A decir de algunos, las cosas se estaban haciendo demasiado deprisa. Pero el rey, que habitualmente se mostraba prudente y lento en sus decisiones, quería ahora que la Armada se hiciese a la mar cuanto antes, bien para que nuestro ataque fuese una sorpresa, bien para aprovechar el apoyo que tenía del Santo Pontífice, de los católicos de Inglaterra y de una parte importante de Francia. Sea como fuere, los preparativos se habían acelerado, pero cada vez que la partida parecía inminente, venía Santa Cruz a aplazarla temeroso; y así lo hizo en varias ocasiones, siempre con la esperanza de que los medios fuesen más y mejores en cuanto a hombres, víveres, barcos, armas y pólvora.
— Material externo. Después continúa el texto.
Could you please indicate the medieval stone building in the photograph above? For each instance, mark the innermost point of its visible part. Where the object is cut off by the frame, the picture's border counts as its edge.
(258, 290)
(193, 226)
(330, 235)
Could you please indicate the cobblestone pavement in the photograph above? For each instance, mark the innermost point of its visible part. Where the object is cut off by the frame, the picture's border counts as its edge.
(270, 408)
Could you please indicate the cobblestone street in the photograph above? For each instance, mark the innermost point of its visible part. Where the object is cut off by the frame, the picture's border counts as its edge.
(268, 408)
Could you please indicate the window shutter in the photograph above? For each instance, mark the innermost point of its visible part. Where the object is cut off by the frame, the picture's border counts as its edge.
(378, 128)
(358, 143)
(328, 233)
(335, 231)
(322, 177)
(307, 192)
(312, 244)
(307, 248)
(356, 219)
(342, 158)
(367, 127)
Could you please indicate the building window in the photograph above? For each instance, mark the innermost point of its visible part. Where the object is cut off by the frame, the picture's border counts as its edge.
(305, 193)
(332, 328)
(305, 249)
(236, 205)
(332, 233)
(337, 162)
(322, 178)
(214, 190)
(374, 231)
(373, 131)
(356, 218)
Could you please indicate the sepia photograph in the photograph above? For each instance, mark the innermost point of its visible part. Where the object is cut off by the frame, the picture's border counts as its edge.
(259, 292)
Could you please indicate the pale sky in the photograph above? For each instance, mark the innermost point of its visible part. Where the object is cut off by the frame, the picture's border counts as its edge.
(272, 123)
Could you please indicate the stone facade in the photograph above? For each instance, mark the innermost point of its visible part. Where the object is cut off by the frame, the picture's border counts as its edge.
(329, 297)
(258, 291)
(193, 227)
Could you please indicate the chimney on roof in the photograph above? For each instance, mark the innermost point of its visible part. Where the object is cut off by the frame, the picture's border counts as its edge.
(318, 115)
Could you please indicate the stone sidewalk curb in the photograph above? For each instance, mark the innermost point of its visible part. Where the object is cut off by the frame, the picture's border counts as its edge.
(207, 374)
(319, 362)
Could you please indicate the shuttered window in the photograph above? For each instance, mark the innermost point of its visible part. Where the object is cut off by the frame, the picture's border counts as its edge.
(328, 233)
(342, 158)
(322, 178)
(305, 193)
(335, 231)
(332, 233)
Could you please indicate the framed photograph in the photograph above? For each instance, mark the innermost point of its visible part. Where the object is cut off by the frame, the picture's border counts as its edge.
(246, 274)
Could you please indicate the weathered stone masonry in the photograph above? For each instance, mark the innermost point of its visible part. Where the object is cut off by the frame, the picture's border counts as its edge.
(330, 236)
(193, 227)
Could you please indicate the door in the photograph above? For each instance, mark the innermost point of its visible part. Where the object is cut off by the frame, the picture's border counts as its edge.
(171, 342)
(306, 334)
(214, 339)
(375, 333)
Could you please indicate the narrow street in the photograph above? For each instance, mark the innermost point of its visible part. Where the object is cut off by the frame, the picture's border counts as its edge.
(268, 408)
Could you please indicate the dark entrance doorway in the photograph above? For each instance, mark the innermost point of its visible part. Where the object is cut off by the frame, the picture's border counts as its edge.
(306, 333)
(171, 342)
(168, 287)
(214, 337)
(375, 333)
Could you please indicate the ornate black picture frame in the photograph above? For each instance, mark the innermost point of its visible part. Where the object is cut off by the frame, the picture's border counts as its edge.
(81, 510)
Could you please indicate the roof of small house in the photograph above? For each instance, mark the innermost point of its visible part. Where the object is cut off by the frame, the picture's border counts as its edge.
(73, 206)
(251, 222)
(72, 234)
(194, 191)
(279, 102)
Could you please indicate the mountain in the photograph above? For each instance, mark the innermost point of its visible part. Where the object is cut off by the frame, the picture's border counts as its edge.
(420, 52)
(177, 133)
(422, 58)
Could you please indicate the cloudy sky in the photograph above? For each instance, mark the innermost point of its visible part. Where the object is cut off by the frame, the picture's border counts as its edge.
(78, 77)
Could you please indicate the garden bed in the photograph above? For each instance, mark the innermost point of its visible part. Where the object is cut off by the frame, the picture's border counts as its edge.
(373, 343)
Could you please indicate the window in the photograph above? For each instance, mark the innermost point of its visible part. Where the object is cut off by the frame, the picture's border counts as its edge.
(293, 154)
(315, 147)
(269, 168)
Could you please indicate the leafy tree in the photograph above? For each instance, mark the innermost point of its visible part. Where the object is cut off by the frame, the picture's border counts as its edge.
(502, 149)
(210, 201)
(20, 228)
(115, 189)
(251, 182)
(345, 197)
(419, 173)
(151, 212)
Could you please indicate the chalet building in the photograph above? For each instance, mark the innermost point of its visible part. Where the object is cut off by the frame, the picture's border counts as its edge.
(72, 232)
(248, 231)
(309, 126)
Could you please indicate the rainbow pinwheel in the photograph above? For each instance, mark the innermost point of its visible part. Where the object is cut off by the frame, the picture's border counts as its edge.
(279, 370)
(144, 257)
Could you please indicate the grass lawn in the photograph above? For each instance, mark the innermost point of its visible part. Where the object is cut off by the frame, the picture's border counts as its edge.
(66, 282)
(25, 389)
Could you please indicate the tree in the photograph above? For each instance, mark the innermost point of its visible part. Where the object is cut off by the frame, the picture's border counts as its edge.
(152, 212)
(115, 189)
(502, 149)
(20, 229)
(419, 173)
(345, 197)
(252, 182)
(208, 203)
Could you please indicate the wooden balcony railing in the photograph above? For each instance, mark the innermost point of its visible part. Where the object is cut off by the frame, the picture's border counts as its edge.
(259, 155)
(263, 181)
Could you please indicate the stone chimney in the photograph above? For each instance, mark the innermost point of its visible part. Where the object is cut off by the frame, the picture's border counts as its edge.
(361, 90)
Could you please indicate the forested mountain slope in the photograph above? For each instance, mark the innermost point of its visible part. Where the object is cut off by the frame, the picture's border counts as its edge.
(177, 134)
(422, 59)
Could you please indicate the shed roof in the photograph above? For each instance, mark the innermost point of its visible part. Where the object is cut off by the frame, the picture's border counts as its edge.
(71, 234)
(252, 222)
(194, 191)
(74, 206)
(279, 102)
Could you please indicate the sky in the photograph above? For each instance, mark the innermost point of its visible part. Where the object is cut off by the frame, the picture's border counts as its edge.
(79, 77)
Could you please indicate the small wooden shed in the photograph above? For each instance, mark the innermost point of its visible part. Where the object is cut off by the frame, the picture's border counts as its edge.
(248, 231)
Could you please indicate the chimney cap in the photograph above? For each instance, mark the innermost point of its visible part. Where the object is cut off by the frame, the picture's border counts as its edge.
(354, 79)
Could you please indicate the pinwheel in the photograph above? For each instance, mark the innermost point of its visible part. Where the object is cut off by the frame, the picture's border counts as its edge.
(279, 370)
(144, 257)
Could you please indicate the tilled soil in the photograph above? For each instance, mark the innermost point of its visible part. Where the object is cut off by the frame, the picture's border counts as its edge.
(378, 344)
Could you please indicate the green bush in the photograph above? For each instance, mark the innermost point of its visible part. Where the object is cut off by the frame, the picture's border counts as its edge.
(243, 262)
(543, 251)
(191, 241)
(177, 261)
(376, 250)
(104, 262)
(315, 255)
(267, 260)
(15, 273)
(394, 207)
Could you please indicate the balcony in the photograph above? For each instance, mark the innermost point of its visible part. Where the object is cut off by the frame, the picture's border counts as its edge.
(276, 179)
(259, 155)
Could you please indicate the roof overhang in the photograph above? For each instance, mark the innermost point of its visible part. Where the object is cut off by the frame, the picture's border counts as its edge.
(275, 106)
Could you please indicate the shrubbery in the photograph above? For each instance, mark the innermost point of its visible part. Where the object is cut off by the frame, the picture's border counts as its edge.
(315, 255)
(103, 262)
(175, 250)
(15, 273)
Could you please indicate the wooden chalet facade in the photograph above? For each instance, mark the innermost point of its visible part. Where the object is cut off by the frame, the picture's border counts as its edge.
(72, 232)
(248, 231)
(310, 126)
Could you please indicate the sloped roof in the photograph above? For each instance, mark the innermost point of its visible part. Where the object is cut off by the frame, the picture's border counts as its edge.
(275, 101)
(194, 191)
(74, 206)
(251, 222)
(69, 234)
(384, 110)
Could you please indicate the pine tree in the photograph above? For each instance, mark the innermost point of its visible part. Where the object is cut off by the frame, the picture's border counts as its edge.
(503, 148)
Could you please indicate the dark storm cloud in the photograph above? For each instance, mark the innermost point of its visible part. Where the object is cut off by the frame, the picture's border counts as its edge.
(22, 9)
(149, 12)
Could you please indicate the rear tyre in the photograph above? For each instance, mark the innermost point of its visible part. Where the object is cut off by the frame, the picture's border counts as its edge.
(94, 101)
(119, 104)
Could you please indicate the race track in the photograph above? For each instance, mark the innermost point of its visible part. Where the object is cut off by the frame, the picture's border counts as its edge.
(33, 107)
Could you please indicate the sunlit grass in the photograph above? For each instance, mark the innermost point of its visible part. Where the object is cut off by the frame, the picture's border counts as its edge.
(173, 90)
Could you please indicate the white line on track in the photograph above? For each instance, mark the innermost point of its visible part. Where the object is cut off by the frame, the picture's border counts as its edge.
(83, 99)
Lo cierto es que estábamos allí, soportando el frío del invierno junto a los barcos de la Armada. Los mejores hombres de los tercios, sin contar los que a esas horas servían en Flandes a las órdenes del duque de Parma, esperábamos embarcarnos en compañía de los más hábiles marinos del mundo. Miré a mi alrededor y vi a mis compañeros —los hombres de don Álvaro de Mejía— dormir plácidamente sobre jergones; más allá, junto al galeón
San Pedro
, acampaban algunos del tercio Viejo de Sicilia; y algo más lejos, tras los toneles que iban a embarcarse en el
Florencia
, pude ver cómo hacía guardia uno de los piqueros del tercio de don Nicolás de Isla.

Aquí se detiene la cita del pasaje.